Of course, one can no longer formally defect from the Catholic Church, today, anyways, so the situation is a bit different than back in the 1950s, but it much easier to marry a Protestant in the Church, today, then it was, back then.
The Chicken
Andrew, have you tried inviting a priest to your home? Unless the priest is doing house visits of the whole area, as I will be in the Fall, he isn’t likely to come by otherwise — wouldn’t be very polite for him to invite himself, would it?
I as a priest am always happy to receive such invitations, even if I am not always able to accept invitations on a particular date due to prior obligations.
Luvidoxi,
On the little street where I lived when I was small, we had quite a few ex-Catholic neighbors. I remember two of them, one who would now be in her 60s and another who would now be in her 90s, both of whom left the Church because when they went to their pastors to get married, the priests told them, “Come back with a Catholic boy.” My father, who always kept a few Catholic pictures up at work, would sometimes come home and mention that he was doing some work for someone who had seen the pictures and mentioned that they’d have been raised Catholic if their mom or dad’s priest hadn’t told them to find a Catholic. I always wonder how many of those couples would have become staunch Catholics instead of leaving the Church had the priest sat down and worked with them instead of refusing to speak with them. My mom’s unbaptized husband (my dad) eventually converted and then converted his family of origin!

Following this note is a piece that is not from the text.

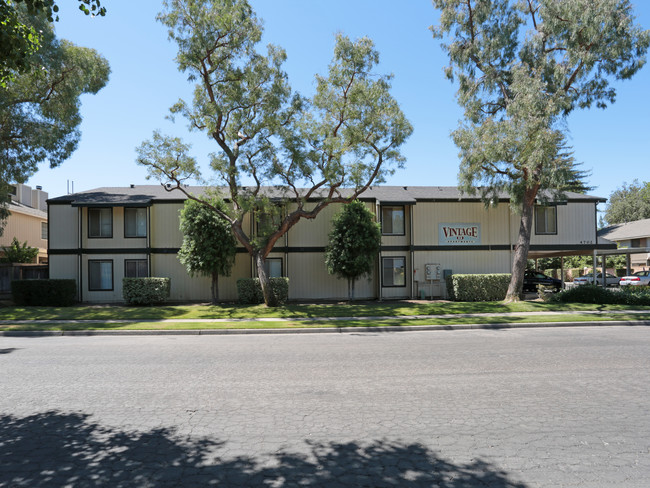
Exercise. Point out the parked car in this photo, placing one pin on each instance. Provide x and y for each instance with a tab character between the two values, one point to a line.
640	278
534	278
610	279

Door-to-Door is a most fruitful way to evangelize! I belong to the Emmanuel Community, founded by Servant of God Pierre Goursat in Paris, and door-to-door evangelization is one of our main apostolates. I’ve witnessed fallen-away Catholics who have disdain for the Church being touched by our personal witness in door-to-door evangelization, and who show up to Mass on Sunday for the first time in a long time. We’ve been affirmed in this apostolate by our Holy Father’s invitation to go out in search of others.
I too belong to the Emmanuel community and have done several missions throughout Europe and the USA where we go door-to-door talking to people near a local parish. The conversations I have had are amazing. It is true what sister says. 99% of this type of evangelization really about listening! Many feel hope again and some even return to the Church where we are so privileged to see them go to Mass or confession for the first time in 10-20-30 years and even more. This type of evangelization is probably the most difficult evangelization I have experienced but it is definitely worth it. God bless Sr. Margery Therese for her fruitful and difficult work for the Kingdom. More of us should learn from her example and get out there and help our parish to bring those lost sheep back.
A lovely report!
J.M.C. answered the question which came to my mind, what exactly does “the New-York-based Parish Visitors of Mary Immaculate” mean? I wondered if it was something related to St. Maximilian Kolbe’s Militia Immaculata: the answer, then, is ‘no’, though both started around the same time.